Cell proliferation and cell death might seem like opposing functions, but oncogenes such as E1A and MYC are able to initiate both. Apoptosis is thought to be a safety mechanism, and is induced when the oncogenic signal to proliferate is recognized as excessive, and hence likely to cause tumorigenesis. The mechanisms by which oncogenes induce cell death have not been clearly established. Zaher Nahle, Scott Lowe and colleagues have investigated this phenomenon using E1A, and have found that the E2F transcription factor, which promotes replication and hence proliferation, has a key role in coordinating these processes.

The authors first investigated whether overexpression of E1A in mouse embryo fibroblasts (MEFs) and normal diploid human fibroblasts (IMR90 cells) affected the protein levels of caspases — the effectors of cell death — and found that both initiator and effector caspases were upregulated by 5–15-fold. A similar increase was observed in cells deficient for either ARF or p53, so E1A must upregulate caspases through a p53-independent pathway.
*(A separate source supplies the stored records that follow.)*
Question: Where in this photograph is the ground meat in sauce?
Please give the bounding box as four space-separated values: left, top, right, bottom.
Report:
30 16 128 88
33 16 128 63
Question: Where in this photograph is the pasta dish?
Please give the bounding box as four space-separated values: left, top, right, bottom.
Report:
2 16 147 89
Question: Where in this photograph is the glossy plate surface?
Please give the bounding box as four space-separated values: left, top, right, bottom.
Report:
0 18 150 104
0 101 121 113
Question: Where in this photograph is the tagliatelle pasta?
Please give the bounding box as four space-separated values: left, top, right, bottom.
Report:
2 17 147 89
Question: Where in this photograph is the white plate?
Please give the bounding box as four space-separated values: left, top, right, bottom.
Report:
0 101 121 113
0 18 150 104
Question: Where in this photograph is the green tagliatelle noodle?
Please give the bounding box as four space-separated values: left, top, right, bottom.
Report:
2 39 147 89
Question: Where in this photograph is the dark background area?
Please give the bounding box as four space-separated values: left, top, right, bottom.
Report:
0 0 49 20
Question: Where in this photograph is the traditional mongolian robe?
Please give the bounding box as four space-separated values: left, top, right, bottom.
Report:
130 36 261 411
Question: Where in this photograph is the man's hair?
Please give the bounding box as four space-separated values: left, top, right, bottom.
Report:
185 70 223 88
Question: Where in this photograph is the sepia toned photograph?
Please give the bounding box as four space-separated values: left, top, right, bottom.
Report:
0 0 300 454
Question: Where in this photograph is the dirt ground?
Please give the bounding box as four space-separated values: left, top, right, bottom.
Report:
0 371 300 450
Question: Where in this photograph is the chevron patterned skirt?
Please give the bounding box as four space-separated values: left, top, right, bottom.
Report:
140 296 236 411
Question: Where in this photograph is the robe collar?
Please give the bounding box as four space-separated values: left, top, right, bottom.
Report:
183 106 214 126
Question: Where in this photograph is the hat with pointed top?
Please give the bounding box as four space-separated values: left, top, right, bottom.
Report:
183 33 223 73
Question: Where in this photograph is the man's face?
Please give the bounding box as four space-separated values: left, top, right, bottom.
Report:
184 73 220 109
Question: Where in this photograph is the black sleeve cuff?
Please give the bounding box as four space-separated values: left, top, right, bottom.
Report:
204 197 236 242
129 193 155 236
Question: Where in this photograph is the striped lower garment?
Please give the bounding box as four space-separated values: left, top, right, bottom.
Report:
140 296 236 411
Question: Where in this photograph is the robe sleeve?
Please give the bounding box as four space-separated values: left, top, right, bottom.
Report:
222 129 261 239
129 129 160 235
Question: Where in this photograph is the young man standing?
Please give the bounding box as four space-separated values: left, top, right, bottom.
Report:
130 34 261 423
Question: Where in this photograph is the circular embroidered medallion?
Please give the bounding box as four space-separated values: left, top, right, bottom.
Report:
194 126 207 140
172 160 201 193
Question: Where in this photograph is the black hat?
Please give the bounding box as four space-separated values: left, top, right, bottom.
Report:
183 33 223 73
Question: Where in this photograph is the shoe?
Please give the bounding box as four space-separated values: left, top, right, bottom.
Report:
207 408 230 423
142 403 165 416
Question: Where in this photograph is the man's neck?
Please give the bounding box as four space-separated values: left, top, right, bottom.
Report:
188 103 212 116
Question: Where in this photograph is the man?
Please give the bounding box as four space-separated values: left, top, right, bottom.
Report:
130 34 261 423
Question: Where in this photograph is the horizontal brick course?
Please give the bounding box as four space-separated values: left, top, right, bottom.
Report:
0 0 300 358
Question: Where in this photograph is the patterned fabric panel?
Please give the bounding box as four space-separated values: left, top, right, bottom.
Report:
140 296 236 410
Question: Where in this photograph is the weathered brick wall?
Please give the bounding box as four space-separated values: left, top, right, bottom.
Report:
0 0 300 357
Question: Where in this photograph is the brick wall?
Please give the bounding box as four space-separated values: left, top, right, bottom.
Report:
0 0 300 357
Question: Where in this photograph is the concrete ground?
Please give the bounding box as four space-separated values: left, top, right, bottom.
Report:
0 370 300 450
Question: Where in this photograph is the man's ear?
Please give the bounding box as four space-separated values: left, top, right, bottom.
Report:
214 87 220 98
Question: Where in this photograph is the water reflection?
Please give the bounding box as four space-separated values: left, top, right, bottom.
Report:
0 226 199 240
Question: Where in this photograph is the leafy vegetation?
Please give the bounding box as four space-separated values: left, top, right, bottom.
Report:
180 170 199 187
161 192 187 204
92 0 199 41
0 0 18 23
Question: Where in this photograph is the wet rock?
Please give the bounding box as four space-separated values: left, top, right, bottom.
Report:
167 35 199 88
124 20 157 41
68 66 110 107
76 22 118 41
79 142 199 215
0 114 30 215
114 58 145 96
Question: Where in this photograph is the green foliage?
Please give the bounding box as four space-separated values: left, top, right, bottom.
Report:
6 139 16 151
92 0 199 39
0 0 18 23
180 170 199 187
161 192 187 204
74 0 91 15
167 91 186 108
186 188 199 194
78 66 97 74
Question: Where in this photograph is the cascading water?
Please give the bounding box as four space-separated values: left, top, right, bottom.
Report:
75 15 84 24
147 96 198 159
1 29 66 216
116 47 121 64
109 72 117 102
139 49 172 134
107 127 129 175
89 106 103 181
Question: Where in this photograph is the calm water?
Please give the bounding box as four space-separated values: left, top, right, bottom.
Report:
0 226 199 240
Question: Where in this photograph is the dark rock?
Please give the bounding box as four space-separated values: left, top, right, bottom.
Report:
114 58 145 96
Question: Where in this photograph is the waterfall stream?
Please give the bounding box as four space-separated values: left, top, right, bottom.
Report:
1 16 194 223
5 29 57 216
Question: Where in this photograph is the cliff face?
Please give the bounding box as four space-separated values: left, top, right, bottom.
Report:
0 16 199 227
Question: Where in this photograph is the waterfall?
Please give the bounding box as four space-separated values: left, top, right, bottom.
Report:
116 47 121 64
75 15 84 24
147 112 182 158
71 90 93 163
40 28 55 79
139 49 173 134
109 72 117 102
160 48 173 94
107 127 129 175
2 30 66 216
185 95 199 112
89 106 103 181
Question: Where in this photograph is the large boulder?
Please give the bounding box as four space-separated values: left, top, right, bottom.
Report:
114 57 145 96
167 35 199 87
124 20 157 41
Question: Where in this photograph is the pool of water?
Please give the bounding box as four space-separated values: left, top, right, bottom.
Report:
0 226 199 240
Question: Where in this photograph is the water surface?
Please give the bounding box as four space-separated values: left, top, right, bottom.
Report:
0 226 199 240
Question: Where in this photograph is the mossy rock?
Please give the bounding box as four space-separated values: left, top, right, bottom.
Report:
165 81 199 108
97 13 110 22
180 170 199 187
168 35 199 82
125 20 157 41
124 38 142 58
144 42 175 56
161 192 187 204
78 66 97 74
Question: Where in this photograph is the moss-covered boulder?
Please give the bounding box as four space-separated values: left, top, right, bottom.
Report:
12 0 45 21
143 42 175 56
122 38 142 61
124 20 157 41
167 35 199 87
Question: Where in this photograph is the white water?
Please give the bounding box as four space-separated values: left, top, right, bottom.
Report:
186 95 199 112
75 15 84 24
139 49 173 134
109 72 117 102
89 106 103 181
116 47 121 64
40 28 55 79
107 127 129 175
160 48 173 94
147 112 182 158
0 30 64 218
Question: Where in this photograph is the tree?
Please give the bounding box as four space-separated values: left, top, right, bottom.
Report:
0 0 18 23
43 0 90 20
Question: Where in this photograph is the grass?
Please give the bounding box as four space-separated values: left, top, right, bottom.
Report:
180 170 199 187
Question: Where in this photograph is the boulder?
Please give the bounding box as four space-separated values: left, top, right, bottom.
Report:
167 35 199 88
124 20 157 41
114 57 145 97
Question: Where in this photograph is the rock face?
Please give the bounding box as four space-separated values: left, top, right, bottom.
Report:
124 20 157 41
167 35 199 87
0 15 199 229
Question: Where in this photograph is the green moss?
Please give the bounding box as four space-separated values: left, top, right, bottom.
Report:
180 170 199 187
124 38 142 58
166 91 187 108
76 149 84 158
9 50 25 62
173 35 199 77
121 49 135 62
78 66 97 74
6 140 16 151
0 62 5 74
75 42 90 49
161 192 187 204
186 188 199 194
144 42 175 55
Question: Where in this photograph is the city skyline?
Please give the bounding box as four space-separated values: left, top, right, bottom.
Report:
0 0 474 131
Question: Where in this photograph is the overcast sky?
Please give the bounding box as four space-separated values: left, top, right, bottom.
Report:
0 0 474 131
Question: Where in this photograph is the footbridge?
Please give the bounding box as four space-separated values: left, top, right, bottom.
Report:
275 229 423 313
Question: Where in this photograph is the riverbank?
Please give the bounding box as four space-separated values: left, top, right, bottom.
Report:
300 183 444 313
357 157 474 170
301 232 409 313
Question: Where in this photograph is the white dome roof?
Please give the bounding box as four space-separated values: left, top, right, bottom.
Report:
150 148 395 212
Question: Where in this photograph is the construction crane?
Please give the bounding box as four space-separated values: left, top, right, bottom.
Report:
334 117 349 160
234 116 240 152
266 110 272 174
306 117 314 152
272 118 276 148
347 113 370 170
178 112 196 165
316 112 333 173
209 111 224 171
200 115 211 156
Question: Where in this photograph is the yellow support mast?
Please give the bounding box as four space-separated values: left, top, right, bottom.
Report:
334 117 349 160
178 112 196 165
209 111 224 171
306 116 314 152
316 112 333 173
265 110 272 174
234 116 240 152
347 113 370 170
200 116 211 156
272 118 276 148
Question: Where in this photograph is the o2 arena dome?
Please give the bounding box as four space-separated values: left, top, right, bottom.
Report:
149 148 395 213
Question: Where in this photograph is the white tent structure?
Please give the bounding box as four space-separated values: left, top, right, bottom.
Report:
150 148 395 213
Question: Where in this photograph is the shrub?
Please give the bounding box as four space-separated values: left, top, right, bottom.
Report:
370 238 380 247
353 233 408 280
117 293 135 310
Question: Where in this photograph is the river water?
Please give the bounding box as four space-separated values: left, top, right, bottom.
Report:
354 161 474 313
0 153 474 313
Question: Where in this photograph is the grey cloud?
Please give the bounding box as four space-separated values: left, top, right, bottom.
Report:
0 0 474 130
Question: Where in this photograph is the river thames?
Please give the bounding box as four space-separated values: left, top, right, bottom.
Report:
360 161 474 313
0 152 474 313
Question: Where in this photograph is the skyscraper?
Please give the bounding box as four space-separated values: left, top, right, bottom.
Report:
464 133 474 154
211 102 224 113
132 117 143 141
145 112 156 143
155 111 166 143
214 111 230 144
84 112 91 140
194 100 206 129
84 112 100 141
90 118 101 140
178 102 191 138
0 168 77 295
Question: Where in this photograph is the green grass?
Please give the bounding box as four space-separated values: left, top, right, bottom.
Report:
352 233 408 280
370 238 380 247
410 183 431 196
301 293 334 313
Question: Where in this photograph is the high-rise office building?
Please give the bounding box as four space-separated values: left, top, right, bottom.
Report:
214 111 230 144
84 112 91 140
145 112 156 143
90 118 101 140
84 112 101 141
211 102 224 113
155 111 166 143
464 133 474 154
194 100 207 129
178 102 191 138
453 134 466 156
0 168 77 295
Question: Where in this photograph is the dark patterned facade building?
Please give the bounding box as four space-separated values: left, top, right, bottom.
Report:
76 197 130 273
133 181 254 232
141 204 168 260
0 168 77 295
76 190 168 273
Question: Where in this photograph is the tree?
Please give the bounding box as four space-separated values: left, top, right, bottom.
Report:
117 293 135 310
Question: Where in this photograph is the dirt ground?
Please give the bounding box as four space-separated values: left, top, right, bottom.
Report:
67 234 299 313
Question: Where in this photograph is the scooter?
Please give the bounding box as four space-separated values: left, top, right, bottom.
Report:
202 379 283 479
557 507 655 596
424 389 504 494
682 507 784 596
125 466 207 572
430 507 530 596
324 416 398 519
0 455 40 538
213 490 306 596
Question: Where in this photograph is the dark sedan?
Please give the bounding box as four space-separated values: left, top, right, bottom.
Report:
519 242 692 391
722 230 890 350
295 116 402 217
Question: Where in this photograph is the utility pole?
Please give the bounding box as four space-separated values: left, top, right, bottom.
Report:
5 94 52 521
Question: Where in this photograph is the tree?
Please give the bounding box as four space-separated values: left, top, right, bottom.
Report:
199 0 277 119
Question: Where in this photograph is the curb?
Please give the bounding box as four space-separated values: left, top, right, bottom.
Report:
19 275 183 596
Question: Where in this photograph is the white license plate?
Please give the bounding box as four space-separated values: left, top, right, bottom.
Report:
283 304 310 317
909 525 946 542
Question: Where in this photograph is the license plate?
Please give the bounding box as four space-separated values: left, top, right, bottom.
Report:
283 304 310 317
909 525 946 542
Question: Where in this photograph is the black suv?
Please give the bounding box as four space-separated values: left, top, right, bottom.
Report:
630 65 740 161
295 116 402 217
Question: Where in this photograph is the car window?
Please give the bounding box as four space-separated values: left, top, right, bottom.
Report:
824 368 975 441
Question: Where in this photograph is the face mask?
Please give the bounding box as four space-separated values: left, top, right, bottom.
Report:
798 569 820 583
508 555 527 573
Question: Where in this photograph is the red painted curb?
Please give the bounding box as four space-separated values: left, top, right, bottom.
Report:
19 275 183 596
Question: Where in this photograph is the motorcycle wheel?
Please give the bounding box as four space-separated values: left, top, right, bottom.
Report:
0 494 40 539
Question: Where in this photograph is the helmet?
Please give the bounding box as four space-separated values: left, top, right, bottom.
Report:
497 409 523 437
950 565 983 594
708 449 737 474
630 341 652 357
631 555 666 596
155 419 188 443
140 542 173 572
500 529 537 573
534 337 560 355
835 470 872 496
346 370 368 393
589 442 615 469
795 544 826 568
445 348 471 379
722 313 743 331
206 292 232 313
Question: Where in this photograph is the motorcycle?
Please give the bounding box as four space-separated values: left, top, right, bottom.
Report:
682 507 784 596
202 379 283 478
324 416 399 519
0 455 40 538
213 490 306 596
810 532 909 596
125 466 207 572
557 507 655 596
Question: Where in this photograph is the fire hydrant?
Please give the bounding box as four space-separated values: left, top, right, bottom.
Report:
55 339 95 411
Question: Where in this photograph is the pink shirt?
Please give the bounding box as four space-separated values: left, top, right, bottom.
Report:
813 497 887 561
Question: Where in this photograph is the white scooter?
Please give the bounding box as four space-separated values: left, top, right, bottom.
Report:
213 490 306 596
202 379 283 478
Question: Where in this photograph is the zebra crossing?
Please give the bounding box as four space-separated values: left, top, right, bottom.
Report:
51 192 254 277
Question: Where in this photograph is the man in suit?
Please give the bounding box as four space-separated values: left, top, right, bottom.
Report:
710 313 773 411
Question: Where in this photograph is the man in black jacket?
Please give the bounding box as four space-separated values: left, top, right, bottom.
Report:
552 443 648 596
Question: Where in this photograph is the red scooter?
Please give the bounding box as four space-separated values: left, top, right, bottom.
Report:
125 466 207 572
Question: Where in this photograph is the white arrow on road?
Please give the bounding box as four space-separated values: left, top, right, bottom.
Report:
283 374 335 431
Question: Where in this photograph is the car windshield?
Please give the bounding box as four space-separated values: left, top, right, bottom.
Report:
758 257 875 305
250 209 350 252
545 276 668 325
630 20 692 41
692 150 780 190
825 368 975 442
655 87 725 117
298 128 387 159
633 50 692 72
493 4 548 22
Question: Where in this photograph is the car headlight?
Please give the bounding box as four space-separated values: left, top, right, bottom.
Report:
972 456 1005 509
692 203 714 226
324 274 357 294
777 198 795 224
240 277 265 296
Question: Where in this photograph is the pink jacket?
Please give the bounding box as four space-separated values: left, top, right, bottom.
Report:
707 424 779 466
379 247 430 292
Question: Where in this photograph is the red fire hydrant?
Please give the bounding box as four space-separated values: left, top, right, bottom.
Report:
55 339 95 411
One of the key targets of E1A is retinoblastoma (RB), and E1A mutants that are unable to inactivate RB do not upregulate caspases. Similarly, RB−/− MEFs expressed higher levels of capases than wild-type cells. Introduction of wild-type RB, but not a tumour-derived mutant that can not bind E2F, into RB-deficient cells represses this caspase expression, and implicates the E2F family of proteins in this apoptotic pathway. In fact, expression of E2F1 is sufficient to induce this caspase induction.

So are caspases transcriptional targets of E2F1, or is the induction indirect? Northern blots revealed that caspase mRNA was increased by 5–15-fold (similar to the protein levels) when either E1A or E2F1 were expressed in IMR90 cells. Caspase mRNA levels also increase as cells enter S phase, which corresponds with the activity of E2F1 and the levels of cyclin A mRNA — a known E2F1 target. Analysis of caspase promoters provided further support that E2F could transcriptionally activate caspases, as several contain E2F1-binding sites, and chromatin immunoprecipitation experiments confirmed this — E2F1 precipitates from E1A-expressing cells that contained sequences from the caspase-7 promoter. The caspase-7 promoter was also able to drive transcription of the luciferase reporter gene — expression increased by almost 18-fold — when E2F1 was expressed.

But what is the physiological role of this caspase induction? It is not sufficient to induce apoptosis and, instead, seems to sensitize cells to apoptotic stimuli, such as serum withdrawal and adriamycin treatment. E2F1 is also known to activate cytochrome c release — a downstream event in the apoptotic pathway — via a p53-dependent pathway. The requirement for p53 in inducing apoptosis could be recapitulated, at least in part, by either introducing BAX — a proapoptotic protein that facilitates cytochrome c release — to TP53−/− BAX−/− cells expressing E2F, or by directly microinjecting cytochrome c into TP53−/− RB−/− cells. Under these conditions, caspase induction by E2F1 is able to enhance apoptosis, underscoring the cooperation of the p53-dependent and -independent pathways in inducing apoptosis.

So, the E1A oncogene coordinates division and death by using the same machinery — E2F — to initiate both processes. Whether other oncogenes operate in the same way remains to be determined.